Every company develops an individual process of personnel selection over time. As the main responsible department, HR decides who takes part in interviews, who makes decisions, etc. HR blocks resources and controls the process via software.

The selection should be based on the company's expectations and requirements. Nevertheless, there is a process that the selection of personnel can be based on:

Prepare a requirement profile

Create a requirement profile and define which qualifications and skills a candidate must bring and which expectations are attached to the position.

Create job advertisement

Based on the requirement profile, you can create and publish a job advertisement - internally or externally via job boards, social networks, etc.

Analyze applications

You or software, or you and software, view and analyze the applications based on defined criteria.

Make a preselection

From the best applicants received, you select those whom you want to get to know better.

Have conversations

Personal conversations can be carried out in the form of telephone interviews, job interviews or as part of an assessment center. You can get a more detailed picture of the candidates. Conversations can be supplemented by tests.

make decision

At the end of the day, you (or you and your colleagues) decide which applicant will be accepted for the position. This is followed by salary negotiations and the signing of the employment contract so that the cooperation can start.
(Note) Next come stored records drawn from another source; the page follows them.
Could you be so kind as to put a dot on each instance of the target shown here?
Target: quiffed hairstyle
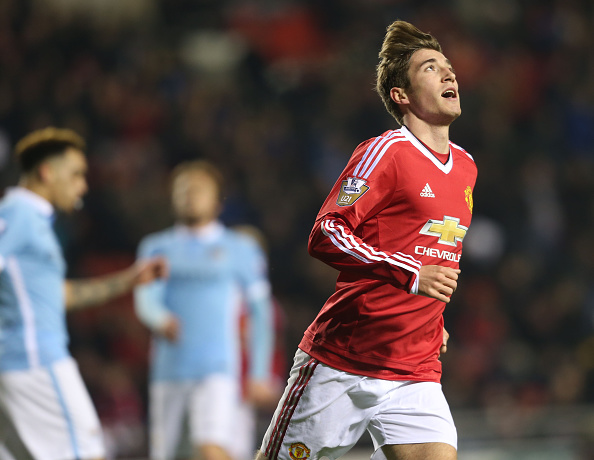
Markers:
(41, 144)
(200, 166)
(401, 41)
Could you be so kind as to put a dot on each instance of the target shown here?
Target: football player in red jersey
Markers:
(393, 225)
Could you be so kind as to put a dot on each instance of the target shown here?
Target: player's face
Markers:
(433, 94)
(67, 180)
(195, 197)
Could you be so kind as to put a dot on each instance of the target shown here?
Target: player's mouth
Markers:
(450, 93)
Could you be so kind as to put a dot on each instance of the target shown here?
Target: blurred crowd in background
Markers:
(278, 93)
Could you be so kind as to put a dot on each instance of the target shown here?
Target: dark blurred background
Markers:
(278, 93)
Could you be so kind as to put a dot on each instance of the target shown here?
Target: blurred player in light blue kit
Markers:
(195, 318)
(45, 410)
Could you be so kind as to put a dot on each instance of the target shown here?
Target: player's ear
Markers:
(399, 96)
(45, 172)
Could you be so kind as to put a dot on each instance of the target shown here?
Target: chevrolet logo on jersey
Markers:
(448, 230)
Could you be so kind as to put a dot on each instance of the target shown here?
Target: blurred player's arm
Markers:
(151, 310)
(149, 299)
(258, 300)
(93, 291)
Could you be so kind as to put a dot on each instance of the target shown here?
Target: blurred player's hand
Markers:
(444, 343)
(438, 282)
(148, 270)
(170, 329)
(262, 394)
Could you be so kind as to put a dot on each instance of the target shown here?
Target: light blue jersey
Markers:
(32, 314)
(212, 273)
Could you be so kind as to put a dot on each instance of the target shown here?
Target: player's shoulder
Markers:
(376, 153)
(157, 239)
(462, 152)
(239, 239)
(385, 140)
(14, 211)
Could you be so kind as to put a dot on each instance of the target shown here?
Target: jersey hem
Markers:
(346, 361)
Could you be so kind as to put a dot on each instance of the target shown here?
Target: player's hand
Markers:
(170, 329)
(438, 282)
(444, 343)
(262, 394)
(148, 270)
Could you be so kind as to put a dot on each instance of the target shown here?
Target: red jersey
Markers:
(395, 206)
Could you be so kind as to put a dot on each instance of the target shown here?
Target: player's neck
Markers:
(195, 223)
(35, 187)
(434, 136)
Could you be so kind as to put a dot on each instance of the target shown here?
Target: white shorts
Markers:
(46, 413)
(202, 411)
(323, 413)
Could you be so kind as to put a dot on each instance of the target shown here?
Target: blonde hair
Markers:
(401, 41)
(41, 144)
(200, 166)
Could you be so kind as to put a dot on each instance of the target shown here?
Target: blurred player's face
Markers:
(195, 198)
(433, 93)
(65, 177)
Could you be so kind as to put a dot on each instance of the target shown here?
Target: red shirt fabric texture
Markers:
(394, 208)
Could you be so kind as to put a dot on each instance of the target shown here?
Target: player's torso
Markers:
(204, 292)
(425, 213)
(431, 209)
(32, 294)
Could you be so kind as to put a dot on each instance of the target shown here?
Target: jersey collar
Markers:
(32, 198)
(445, 168)
(209, 232)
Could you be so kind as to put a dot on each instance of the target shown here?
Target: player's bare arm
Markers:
(444, 343)
(93, 291)
(438, 282)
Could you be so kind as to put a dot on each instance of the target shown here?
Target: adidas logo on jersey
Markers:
(427, 192)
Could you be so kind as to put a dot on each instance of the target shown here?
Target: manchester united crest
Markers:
(299, 451)
(468, 198)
Example: Personio's personnel selection process

Personio is growing fast. Correspondingly many applications land on the desk of the HR department every day.

The company's own software supports applicant management - from the pre-selection to the creation of a digital personnel file for a newly hired employee. With Personio, HR applicants can quickly give feedback, guide them quickly through the process (initial discussions, interviews, contract negotiations) and efficiently involve colleagues at the same time. The software automatically reminds them of upcoming application interviews or feedback that is still open.

All information about the applicant is stored in a central location in compliance with data protection regulations and made available to all authorized persons. This transparency is important to both sides - applicants and colleagues: It accelerates processes and gives talents a good feeling, thus supporting a positive candidate journey.